Not just strong --Existential!

Better Stick to the Trading Cards

Standard newspaper response, though possibly more sarcastic than any of the others I have run across. I wish I was the most existential cartoon character. Admittedly, mind you, he has a point about the Public Service Announcement tacked onto the ending. Tell us what you really thought, Jeff!


 Written by Jeff Giles for Newsweek. November eighth, 1999


   Possibly it will not shock you to hear thatPokémon: The First Movie is God-awful. Bad storytelling. Retrograde animation. This movie's got it all. What's a little surprising, though, is how dark, ominous and pretentious--how crazily unfun--the movie is. Will you be able to keep your kids away? Of course not. On the upside, it's hard to imagine them wanting to see it twice.

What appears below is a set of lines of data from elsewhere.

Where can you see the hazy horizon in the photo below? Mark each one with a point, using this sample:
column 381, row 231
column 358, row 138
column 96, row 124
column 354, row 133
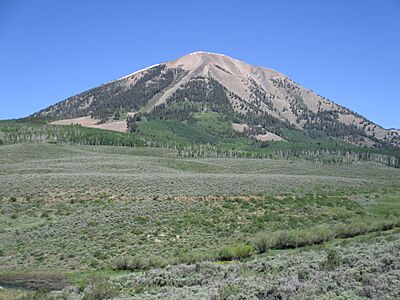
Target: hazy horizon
column 347, row 52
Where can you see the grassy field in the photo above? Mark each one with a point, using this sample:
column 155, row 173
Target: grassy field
column 142, row 222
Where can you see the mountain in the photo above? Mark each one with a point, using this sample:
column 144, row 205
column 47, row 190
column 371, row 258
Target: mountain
column 255, row 101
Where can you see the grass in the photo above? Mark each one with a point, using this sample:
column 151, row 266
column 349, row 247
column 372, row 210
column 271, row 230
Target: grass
column 84, row 212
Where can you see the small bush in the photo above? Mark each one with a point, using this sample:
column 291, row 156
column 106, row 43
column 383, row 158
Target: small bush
column 234, row 252
column 98, row 289
column 332, row 261
column 228, row 291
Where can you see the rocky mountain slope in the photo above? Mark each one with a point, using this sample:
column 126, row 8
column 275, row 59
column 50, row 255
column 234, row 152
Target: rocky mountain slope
column 257, row 101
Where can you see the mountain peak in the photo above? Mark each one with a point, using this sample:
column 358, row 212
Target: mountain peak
column 259, row 99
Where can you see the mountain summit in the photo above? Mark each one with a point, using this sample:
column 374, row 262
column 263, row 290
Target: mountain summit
column 256, row 101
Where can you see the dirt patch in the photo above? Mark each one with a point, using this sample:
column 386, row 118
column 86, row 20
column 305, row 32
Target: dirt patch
column 27, row 280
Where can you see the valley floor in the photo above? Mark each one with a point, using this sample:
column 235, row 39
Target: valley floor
column 144, row 223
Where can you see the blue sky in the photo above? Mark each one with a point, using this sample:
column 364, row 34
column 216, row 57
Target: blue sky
column 347, row 51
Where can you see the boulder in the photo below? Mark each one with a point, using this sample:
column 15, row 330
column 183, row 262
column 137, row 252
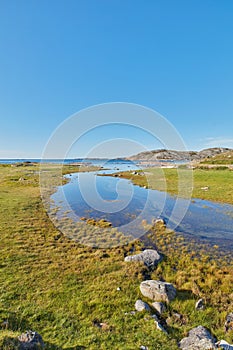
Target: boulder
column 159, row 307
column 158, row 290
column 31, row 341
column 199, row 338
column 141, row 306
column 150, row 257
column 222, row 344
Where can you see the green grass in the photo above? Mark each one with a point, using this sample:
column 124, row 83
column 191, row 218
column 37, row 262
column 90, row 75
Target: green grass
column 225, row 158
column 57, row 287
column 219, row 182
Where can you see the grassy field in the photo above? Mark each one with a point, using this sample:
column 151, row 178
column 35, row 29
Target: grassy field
column 62, row 290
column 218, row 181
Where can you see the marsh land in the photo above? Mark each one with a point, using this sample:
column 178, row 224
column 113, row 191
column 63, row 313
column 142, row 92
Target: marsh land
column 62, row 289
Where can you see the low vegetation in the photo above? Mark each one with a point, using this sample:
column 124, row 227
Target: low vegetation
column 205, row 183
column 63, row 290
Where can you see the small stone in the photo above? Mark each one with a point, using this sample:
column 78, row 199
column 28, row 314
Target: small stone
column 160, row 327
column 31, row 341
column 150, row 257
column 141, row 306
column 229, row 322
column 199, row 304
column 158, row 221
column 158, row 290
column 199, row 338
column 159, row 307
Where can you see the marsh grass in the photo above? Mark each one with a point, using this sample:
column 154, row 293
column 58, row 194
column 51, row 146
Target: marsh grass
column 218, row 181
column 58, row 287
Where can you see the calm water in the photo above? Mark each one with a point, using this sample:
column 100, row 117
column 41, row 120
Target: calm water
column 125, row 205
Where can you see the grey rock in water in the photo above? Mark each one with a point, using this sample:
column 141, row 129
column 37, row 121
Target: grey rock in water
column 200, row 305
column 158, row 290
column 141, row 306
column 150, row 257
column 199, row 338
column 159, row 307
column 31, row 341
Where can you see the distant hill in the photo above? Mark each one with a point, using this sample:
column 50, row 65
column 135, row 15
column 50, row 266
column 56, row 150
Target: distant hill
column 163, row 154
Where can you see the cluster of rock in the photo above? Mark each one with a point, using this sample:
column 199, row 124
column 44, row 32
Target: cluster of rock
column 31, row 341
column 161, row 293
column 164, row 154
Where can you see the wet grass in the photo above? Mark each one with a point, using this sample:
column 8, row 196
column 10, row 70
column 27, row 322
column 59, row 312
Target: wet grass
column 59, row 288
column 218, row 182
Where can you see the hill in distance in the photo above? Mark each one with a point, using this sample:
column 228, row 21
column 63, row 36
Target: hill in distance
column 163, row 154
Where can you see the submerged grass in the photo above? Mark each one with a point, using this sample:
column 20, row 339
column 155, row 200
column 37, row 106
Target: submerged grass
column 59, row 288
column 218, row 182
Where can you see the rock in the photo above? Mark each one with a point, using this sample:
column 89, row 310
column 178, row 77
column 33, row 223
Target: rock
column 229, row 322
column 199, row 338
column 199, row 304
column 141, row 306
column 158, row 221
column 31, row 340
column 222, row 344
column 150, row 257
column 159, row 307
column 158, row 290
column 160, row 327
column 205, row 188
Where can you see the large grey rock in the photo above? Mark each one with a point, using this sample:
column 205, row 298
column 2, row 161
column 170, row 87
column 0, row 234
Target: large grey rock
column 150, row 257
column 31, row 341
column 158, row 290
column 141, row 306
column 199, row 338
column 159, row 307
column 222, row 344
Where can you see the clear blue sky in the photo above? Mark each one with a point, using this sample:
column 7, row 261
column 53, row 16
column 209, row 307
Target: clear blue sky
column 58, row 57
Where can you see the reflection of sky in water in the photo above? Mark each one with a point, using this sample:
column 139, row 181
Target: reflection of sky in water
column 118, row 201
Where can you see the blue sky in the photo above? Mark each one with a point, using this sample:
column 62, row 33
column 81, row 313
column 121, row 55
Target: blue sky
column 58, row 57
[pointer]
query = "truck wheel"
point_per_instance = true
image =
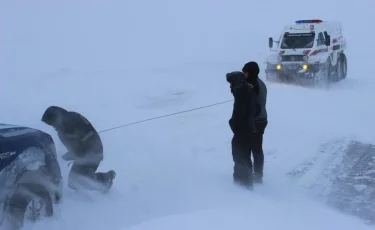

   "Pokémon" is a "Frankenstein" parable. An evil scientist has found a fossil of the great Pokémon Mew and extracted DNA. In a gloomy underwater lab, he creates a fearsome clone called Mewtwo. Mewtwo has issues. "These humans care nothing for me," he gravely intones. "Am I just an experiment?" Apparently, he's not just the world's strongest Pokémon--he's the most existential. Mewtwo turns psycho and invites people who train Pokémon to his storm-racked castle. He wants to build an evil army of Pokémon clones to kill everyone and everything. Ash, Misty and Brock--friendly kids from the TV show--turn up with Pikachu and posse, and set about saving the day, world, etc.

   It's worth giving away a few last-minute plot details just so you know when your kindergartner is going to start crying. In the final battle, Pikachu, that adorable Teletubby wanna-be, gets menaced, then sees his beloved Ash lying dead on the battlefield. You know Ash will somehow be brought back to life. Your kids may not. The movie ends with the obligatory--and mind-blowingly hypocritical--revelation that fighting is bad. This movie is worse.